Her balmy lips encountering his,
Their bodies, as their souls, are joined,
Where both in transports unconfined
Extend themselves upon the moss.
Cloris half dead and breathless lay;
Her soft eyes cast a humid light,
Such as divides the day and night,
Or falling stars whose fires decay;
And now no signs of life she shows,
But what in short-breathed sighs returns and goes.
 
He saw how at her length she lay;
He saw her rising bosom bare;
Her loose thin robes, through which appear
A shape designed for love and play,
Abandoned by her pride and shame.
She does her softest joys dispence,
Offering her virgin innocence
A victim to love's sacred flame,
While the o'er-ravished shepherd lies
Unable to perform the sacrifice.
 
Ready to taste a thousand joys,
The too transported hapless swain
Found the vast pleasure turned to pain;
Pleasure which too much love destroys:
The willing garments by he laid,
And heaven all opened to his view;
Mad to possess, himself he threw
On the defenceless lovely maid.
But oh! what envying god conspires
To snatch his power, yet leave him the desire?
 
Nature's support (without whose aid
She can no human being give),
Itself now wants the art to live;
Faintness its slackened nerves invade:
In vain the enraged youth essayed
To call its fleeting vigour back;
No motion 'twill from motion take.
Excess of love, his love betrayed:
In vain he toils, in vain commands;
The insensible fell weeping in his hand.
 
In this so amorous cruel strife,
Where love and fate were too severe,
The poor Lysander in despair
Renounced his reason with his life:
Now all the brisk and active fire
That should the nobler part inflame
Served to increase his rage and shame,
And left no spark for new desire;
Not all her naked charms could move
Or calm that rage that had debauched his love.
 
Cloris returning from the trance
Which love and soft desire had bred,
Her timorous hand she gently laid
(Or guided by design or chance)
Upon that fabulous Priapus,
That potent god, as poets feign;
But never did young shepherdess,
Gathering of fern upon the plain,
More nimbly draw her fingers back,
Finding beneath the verdant leaves a snake,
 
Than Cloris her fair hand withdrew,
Finding that god of her desires
Disarmed of all his awful fires,
And cold as flowers bathed in the morning dew.

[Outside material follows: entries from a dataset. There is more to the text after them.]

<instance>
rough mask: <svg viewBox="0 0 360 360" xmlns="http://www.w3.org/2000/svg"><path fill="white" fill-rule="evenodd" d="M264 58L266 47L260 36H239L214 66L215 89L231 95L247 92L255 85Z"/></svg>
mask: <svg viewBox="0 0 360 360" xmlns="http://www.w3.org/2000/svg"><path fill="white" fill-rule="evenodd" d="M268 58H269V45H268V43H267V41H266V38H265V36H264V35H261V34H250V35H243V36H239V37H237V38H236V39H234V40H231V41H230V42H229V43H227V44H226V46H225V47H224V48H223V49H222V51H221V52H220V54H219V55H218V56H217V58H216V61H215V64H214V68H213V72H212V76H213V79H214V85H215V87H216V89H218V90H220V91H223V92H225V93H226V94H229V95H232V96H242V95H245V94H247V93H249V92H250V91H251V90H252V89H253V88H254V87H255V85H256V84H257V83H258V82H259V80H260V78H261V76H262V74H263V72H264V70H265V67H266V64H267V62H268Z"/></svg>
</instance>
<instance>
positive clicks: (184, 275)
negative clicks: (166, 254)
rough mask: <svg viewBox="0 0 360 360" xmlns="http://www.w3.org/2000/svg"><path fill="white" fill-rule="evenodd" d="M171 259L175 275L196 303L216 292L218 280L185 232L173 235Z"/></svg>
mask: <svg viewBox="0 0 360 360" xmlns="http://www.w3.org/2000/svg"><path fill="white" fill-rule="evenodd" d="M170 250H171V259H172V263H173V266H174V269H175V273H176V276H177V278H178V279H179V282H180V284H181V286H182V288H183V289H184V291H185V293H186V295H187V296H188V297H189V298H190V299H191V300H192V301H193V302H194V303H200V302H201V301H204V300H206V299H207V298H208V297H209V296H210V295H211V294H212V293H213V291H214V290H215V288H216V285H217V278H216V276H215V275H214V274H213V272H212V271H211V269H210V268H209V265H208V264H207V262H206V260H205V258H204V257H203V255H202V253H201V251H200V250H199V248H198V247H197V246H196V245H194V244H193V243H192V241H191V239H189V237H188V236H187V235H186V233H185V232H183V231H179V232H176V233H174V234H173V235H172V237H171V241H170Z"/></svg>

Who can the nymph's confusion guess?
The blood forsook the hinder place,
And strewed with blushes all her face,
Which both disdain and shame expressed;
And from Lysander's arms she fled,
Leaving him fainting on the gloomy bed.
 
Like lightning through the grove she hies,
Or Daphne from the Delphic god:
No print upon the grassy road
She leaves, to instruct pursuing eyes.
The wind that wantoned in her hair
And with her ruffled garments played
Discovered in the flying maid
All that the gods e'er made, if fair.
So Venus, when her love was slain,
With fear and haste flew o'er the fatal plain.
 
The nymph's resentments none but I
Can well imagine or condole;
But none can guess Lysander's soul
But those who swayed his destiny.
His silent griefs swell up to storms,
And not one god his fury spares:
He cursed his birth, his fate, his stars;
But more the shepherdess's charms,
Whose soft bewitching influence
Had damned him to the hell of impotence.